Acte 2 : la chute du mur de Berlin rend possible le phénomène des délocalisations. Jusqu’aux années 90, les pays de l’Est sont reclus derrière le rideau de fer. La Chine est enfermée derrière sa grande muraille. Le monde est bipolaire. D’un côté les gentils, l’Otan, les bleus, c’est-à-dire nous. De l’autre, les méchants, les rouges, le pacte de Varsovie et les communistes au sens large, c’est-à-dire eux. Dans un tel monde, la mondialisation et les délocalisations sont impensables, alors que les deux camps se menacent à coup de missiles nucléaires et de guerre plus ou moins froide.
La chute du mur de Berlin marquera l’effondrement de l’idéologie communiste. Elle marquera aussi pour le monde un changement radical. Nous passons d’un environnement bipolaire à un environnement multipolaire. C’est dans ce cadre que tous les pays communistes s’ouvrent au capitalisme et s’intègrent progressivement dans l’économie mondiale. Dès lors, une main-d’œuvre très abondante et peu chère va venir directement concurrencer les ouvriers "occidentaux". C’est l’époque des délocalisations qui débutent massivement dès le milieu des années 90 (1995). Cette situation va elle aussi logiquement peser sur le marché du travail et sur les salaires qui ne peuvent plus évoluer dans les mêmes conditions que précédemment.

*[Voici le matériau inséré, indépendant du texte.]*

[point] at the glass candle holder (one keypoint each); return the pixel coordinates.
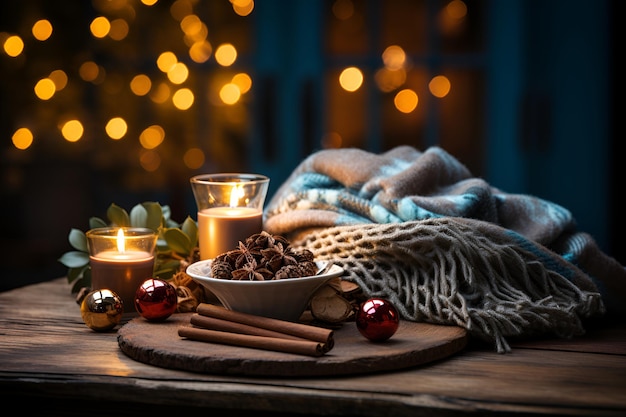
(121, 259)
(230, 209)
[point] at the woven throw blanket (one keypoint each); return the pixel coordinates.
(446, 247)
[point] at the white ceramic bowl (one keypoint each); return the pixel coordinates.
(284, 299)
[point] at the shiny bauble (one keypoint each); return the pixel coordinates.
(377, 319)
(156, 299)
(102, 310)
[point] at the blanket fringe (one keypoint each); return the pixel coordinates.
(445, 272)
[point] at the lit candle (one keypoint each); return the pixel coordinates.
(230, 209)
(121, 263)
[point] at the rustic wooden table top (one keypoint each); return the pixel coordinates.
(52, 363)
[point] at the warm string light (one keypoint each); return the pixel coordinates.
(113, 23)
(172, 91)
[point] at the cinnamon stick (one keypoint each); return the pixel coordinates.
(229, 326)
(304, 331)
(303, 347)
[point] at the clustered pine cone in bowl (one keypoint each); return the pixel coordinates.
(264, 276)
(263, 257)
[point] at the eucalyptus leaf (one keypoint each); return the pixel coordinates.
(78, 240)
(138, 216)
(154, 218)
(167, 212)
(178, 241)
(74, 259)
(118, 216)
(96, 222)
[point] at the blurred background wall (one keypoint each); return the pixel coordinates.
(122, 101)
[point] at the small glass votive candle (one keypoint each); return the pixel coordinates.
(230, 209)
(121, 259)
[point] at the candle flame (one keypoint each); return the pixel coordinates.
(236, 194)
(121, 243)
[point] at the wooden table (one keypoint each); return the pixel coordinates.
(52, 364)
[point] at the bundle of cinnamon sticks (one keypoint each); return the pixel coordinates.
(216, 324)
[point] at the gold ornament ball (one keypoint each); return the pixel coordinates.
(102, 310)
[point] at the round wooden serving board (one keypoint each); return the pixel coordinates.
(413, 344)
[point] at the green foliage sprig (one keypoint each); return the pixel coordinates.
(177, 244)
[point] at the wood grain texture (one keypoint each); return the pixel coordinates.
(413, 344)
(48, 356)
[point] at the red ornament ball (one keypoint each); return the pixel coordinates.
(377, 319)
(156, 299)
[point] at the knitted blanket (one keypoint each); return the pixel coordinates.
(446, 247)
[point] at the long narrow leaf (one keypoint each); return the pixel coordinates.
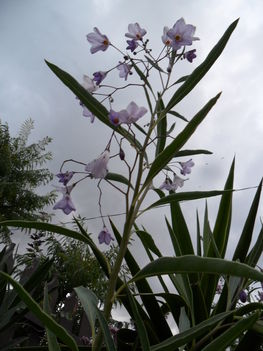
(196, 264)
(189, 335)
(167, 154)
(202, 69)
(51, 324)
(89, 303)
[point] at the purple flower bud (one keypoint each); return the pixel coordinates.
(243, 296)
(122, 154)
(65, 177)
(190, 55)
(99, 76)
(105, 236)
(132, 45)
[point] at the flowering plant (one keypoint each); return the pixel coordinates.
(153, 165)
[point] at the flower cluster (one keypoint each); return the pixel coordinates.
(174, 39)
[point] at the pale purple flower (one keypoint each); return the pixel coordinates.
(87, 113)
(124, 69)
(190, 55)
(88, 84)
(128, 116)
(65, 177)
(132, 45)
(181, 34)
(135, 31)
(105, 236)
(260, 295)
(65, 204)
(98, 41)
(170, 185)
(243, 296)
(98, 167)
(99, 76)
(186, 167)
(165, 39)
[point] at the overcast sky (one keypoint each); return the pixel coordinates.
(34, 30)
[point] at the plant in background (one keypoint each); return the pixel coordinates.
(208, 314)
(21, 175)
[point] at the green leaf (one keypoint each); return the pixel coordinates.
(178, 115)
(140, 327)
(51, 337)
(196, 264)
(52, 325)
(185, 196)
(183, 153)
(202, 69)
(154, 64)
(151, 305)
(148, 242)
(230, 335)
(90, 102)
(118, 178)
(189, 335)
(246, 236)
(161, 128)
(89, 302)
(168, 153)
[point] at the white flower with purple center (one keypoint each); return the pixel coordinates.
(135, 31)
(65, 177)
(88, 84)
(65, 204)
(98, 41)
(105, 236)
(124, 69)
(190, 55)
(99, 76)
(132, 45)
(186, 167)
(165, 39)
(131, 115)
(181, 34)
(172, 185)
(98, 167)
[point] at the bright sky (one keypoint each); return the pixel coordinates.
(34, 30)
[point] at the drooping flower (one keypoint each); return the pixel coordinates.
(124, 69)
(65, 204)
(98, 41)
(186, 167)
(132, 45)
(181, 34)
(98, 167)
(87, 113)
(135, 31)
(99, 76)
(243, 296)
(190, 55)
(170, 185)
(165, 39)
(128, 116)
(105, 236)
(65, 177)
(88, 84)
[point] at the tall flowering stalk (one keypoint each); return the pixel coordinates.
(212, 310)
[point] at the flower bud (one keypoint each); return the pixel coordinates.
(122, 154)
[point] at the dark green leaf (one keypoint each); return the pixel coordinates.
(167, 154)
(195, 264)
(40, 314)
(178, 115)
(202, 69)
(118, 178)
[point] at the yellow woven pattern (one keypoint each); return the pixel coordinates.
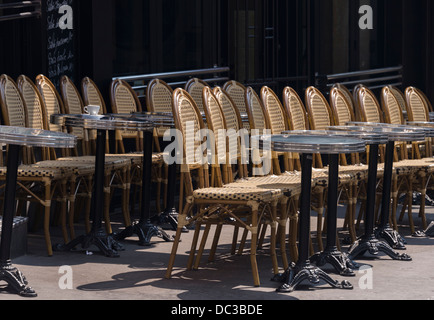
(74, 106)
(228, 110)
(417, 107)
(51, 104)
(275, 112)
(237, 94)
(190, 126)
(93, 97)
(296, 113)
(343, 112)
(34, 107)
(399, 98)
(125, 103)
(320, 114)
(161, 98)
(242, 194)
(196, 91)
(371, 110)
(15, 105)
(258, 114)
(217, 119)
(394, 109)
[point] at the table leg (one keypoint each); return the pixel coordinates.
(170, 214)
(339, 260)
(145, 229)
(98, 237)
(304, 270)
(369, 242)
(13, 277)
(384, 231)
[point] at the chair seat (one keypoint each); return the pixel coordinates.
(289, 184)
(80, 169)
(31, 171)
(240, 194)
(112, 163)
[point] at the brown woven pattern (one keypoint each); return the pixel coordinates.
(342, 110)
(241, 194)
(228, 108)
(15, 104)
(391, 107)
(257, 112)
(195, 89)
(31, 171)
(369, 105)
(275, 111)
(93, 97)
(399, 97)
(76, 167)
(418, 110)
(295, 110)
(73, 103)
(318, 109)
(190, 126)
(35, 114)
(237, 92)
(161, 98)
(51, 103)
(290, 184)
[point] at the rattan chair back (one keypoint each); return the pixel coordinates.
(368, 105)
(295, 110)
(195, 88)
(417, 105)
(92, 95)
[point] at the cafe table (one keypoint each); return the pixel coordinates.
(392, 237)
(16, 137)
(307, 145)
(339, 260)
(145, 229)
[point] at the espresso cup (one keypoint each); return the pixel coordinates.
(92, 110)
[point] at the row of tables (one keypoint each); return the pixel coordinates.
(352, 138)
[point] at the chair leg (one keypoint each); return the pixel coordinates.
(202, 246)
(217, 235)
(47, 209)
(176, 241)
(193, 246)
(253, 247)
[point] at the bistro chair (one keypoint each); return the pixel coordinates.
(237, 92)
(245, 207)
(278, 123)
(320, 117)
(79, 183)
(417, 111)
(195, 88)
(124, 100)
(420, 170)
(40, 185)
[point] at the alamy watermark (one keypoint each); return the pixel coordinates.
(366, 21)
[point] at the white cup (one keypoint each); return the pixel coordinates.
(92, 110)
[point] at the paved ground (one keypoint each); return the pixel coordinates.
(139, 274)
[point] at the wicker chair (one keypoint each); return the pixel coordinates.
(418, 111)
(195, 88)
(124, 100)
(217, 205)
(80, 183)
(237, 92)
(420, 170)
(321, 117)
(278, 122)
(40, 185)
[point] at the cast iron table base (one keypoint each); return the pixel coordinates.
(296, 274)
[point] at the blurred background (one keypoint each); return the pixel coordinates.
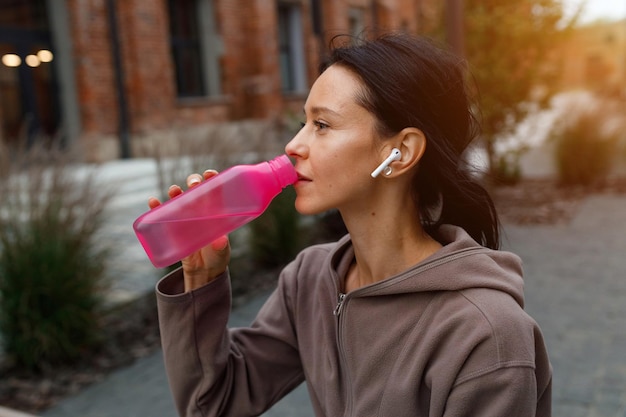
(106, 102)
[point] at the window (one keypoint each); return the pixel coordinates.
(195, 48)
(291, 51)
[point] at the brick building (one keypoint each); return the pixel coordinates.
(594, 58)
(109, 75)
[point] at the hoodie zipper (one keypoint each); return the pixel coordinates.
(340, 299)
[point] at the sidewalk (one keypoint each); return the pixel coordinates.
(575, 289)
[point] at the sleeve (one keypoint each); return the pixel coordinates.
(506, 391)
(217, 371)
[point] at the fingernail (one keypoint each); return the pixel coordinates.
(220, 243)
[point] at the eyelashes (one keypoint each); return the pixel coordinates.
(319, 125)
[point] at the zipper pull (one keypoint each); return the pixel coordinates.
(337, 309)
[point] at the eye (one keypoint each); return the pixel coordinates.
(320, 125)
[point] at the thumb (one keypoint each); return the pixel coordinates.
(220, 244)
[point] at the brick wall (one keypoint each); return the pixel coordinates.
(250, 73)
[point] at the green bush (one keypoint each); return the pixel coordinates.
(275, 235)
(51, 267)
(584, 149)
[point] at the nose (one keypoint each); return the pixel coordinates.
(297, 147)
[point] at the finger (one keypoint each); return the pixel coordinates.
(153, 202)
(220, 244)
(209, 173)
(174, 191)
(193, 180)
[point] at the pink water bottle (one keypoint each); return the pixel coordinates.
(194, 219)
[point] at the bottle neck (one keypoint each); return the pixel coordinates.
(284, 170)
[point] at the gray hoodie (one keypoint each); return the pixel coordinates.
(447, 337)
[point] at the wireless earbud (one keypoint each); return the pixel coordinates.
(394, 156)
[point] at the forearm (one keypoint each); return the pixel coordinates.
(193, 339)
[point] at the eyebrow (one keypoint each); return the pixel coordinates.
(321, 109)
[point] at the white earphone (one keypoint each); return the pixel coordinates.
(394, 156)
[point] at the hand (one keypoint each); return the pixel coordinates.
(203, 266)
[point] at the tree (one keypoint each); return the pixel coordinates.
(508, 45)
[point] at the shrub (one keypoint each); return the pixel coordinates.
(585, 148)
(51, 267)
(275, 235)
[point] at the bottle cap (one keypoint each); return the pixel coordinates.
(284, 170)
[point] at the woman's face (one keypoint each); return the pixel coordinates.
(336, 149)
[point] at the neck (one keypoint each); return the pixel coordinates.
(386, 244)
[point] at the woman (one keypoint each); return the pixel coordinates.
(415, 312)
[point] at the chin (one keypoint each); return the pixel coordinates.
(308, 209)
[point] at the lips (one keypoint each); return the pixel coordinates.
(303, 177)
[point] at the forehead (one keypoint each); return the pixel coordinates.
(336, 89)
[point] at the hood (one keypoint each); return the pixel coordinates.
(460, 264)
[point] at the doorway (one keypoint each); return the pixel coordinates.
(29, 110)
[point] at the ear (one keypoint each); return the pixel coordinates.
(412, 144)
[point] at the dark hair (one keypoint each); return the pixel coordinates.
(411, 82)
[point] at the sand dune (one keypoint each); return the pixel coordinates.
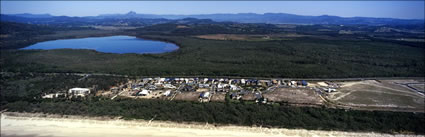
(38, 125)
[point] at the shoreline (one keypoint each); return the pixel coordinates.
(38, 124)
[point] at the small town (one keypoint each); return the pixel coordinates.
(209, 89)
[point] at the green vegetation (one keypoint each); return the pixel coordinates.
(234, 113)
(302, 57)
(31, 86)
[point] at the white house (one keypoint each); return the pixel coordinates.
(79, 91)
(144, 92)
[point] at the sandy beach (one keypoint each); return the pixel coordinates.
(41, 125)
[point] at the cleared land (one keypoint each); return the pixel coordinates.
(294, 95)
(384, 94)
(188, 96)
(53, 125)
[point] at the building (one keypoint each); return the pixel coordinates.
(79, 91)
(144, 92)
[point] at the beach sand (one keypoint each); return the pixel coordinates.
(41, 125)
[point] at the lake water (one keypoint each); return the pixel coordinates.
(112, 44)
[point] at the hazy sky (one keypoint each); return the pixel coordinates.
(392, 9)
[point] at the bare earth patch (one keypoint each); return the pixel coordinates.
(384, 94)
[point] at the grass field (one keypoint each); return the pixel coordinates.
(294, 95)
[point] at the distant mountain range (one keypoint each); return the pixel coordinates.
(271, 18)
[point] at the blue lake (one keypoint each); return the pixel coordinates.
(112, 44)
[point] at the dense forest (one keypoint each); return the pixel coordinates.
(31, 86)
(302, 58)
(233, 113)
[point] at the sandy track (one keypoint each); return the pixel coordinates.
(30, 125)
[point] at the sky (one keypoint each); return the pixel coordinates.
(387, 9)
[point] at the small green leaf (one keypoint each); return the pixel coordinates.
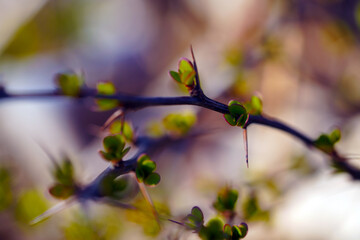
(152, 180)
(175, 75)
(226, 200)
(213, 230)
(326, 142)
(142, 158)
(117, 128)
(62, 191)
(179, 124)
(148, 166)
(243, 227)
(188, 78)
(139, 174)
(29, 205)
(228, 231)
(69, 83)
(257, 104)
(63, 173)
(196, 211)
(111, 144)
(236, 232)
(230, 119)
(107, 156)
(238, 115)
(186, 73)
(185, 65)
(106, 88)
(195, 220)
(335, 136)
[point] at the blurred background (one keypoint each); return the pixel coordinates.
(301, 56)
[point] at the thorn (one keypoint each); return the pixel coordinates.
(246, 147)
(147, 197)
(197, 77)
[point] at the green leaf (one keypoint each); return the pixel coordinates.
(64, 172)
(252, 210)
(145, 167)
(142, 158)
(152, 180)
(257, 104)
(148, 166)
(243, 227)
(179, 124)
(188, 78)
(139, 174)
(69, 83)
(62, 191)
(196, 212)
(107, 156)
(335, 136)
(185, 65)
(112, 144)
(326, 142)
(186, 73)
(228, 232)
(213, 230)
(230, 119)
(30, 204)
(117, 128)
(175, 75)
(238, 115)
(106, 88)
(226, 200)
(113, 186)
(195, 220)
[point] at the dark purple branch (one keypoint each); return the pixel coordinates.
(198, 99)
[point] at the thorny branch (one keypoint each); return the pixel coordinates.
(130, 102)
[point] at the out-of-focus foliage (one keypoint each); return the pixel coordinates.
(30, 204)
(145, 171)
(106, 88)
(124, 128)
(58, 23)
(145, 218)
(114, 147)
(107, 226)
(65, 185)
(6, 195)
(70, 83)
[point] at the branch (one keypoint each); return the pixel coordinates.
(200, 99)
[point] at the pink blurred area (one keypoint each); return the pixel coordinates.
(302, 57)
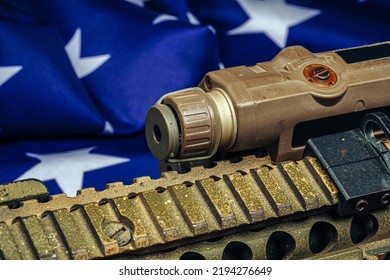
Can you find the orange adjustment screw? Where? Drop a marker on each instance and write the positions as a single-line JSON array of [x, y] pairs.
[[320, 75]]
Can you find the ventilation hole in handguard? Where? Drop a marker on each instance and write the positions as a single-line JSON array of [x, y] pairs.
[[280, 245], [363, 226], [192, 256], [322, 236], [236, 250]]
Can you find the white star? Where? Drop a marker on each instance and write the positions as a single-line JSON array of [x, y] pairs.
[[7, 72], [192, 19], [83, 66], [272, 17], [68, 168], [139, 3], [108, 129], [166, 17], [163, 17]]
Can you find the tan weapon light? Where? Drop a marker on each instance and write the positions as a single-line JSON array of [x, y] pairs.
[[260, 106]]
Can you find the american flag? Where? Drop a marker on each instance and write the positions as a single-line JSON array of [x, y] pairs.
[[77, 77]]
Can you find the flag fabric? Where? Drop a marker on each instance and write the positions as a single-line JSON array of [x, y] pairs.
[[77, 77]]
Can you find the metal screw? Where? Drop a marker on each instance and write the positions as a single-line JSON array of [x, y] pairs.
[[119, 232], [320, 73], [361, 205]]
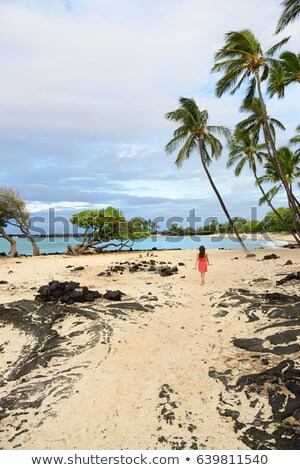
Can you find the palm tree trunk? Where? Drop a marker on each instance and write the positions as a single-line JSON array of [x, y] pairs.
[[13, 245], [273, 208], [245, 249], [294, 204]]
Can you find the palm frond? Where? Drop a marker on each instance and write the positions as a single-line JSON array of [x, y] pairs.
[[185, 152], [250, 92], [175, 142]]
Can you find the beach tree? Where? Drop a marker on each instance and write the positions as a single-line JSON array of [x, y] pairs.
[[104, 229], [246, 151], [241, 60], [195, 135], [13, 244], [284, 72], [14, 212], [291, 10]]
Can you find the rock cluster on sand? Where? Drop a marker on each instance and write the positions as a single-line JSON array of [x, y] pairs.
[[274, 423], [66, 292]]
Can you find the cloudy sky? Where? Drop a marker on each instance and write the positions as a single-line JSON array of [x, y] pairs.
[[85, 84]]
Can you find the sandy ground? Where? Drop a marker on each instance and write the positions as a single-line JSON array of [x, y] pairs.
[[116, 403]]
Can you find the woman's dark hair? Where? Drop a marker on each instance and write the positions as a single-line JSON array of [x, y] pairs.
[[201, 251]]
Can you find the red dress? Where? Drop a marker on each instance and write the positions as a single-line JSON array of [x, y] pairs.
[[202, 264]]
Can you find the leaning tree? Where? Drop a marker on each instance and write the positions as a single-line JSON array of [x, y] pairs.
[[14, 212]]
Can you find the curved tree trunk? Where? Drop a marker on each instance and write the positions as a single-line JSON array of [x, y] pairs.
[[245, 249], [13, 245], [274, 210], [293, 203]]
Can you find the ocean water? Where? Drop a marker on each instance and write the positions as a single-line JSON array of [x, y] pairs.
[[59, 244]]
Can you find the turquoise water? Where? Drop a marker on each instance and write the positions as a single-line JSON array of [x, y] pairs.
[[59, 245]]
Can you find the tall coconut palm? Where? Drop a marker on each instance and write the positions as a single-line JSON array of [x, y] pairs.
[[241, 60], [290, 162], [283, 73], [290, 12], [244, 151], [194, 134], [296, 138]]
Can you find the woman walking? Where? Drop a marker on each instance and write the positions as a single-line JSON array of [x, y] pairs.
[[202, 262]]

Acte 3 : l’explosion de la bulle Internet et les attentats du 11 septembre 2001. Vous l’aurez compris, les deux phénomènes dont nous venons de parler, à savoir la démassification et les délocalisations, vont peser à la baisse sur les salaires occidentaux. L’idée générale, c’est que si les augmentations de salaires demandées sont trop élevées, on peut vous remplacer par des machines. Si les machines ne peuvent pas (encore) remplacer certaines tâches, alors on peut délocaliser la production dans des pays à bas coûts.
Partout dans le monde occidental, les salaires vont donc cesser leur hausse dès la fin des années 90. Ce phénomène va être masqué par un recours à un endettement massif, rendu possible grâce à deux chocs qui vont frapper l’économie mondiale. En mars 2000, la bulle Internet explose. Afin de relancer l’économie et contrer les effets négatifs, les banques centrales baissent les taux d’intérêts. A cette époque, le marché immobilier mondial sort d’un cycle baissier. Les prix de l’immobilier sont bas. Très, très bas. Dès lors, les gens commencent à s’endetter pour acheter de l’immobilier. Cet actif rentre dans un grand cycle haussier.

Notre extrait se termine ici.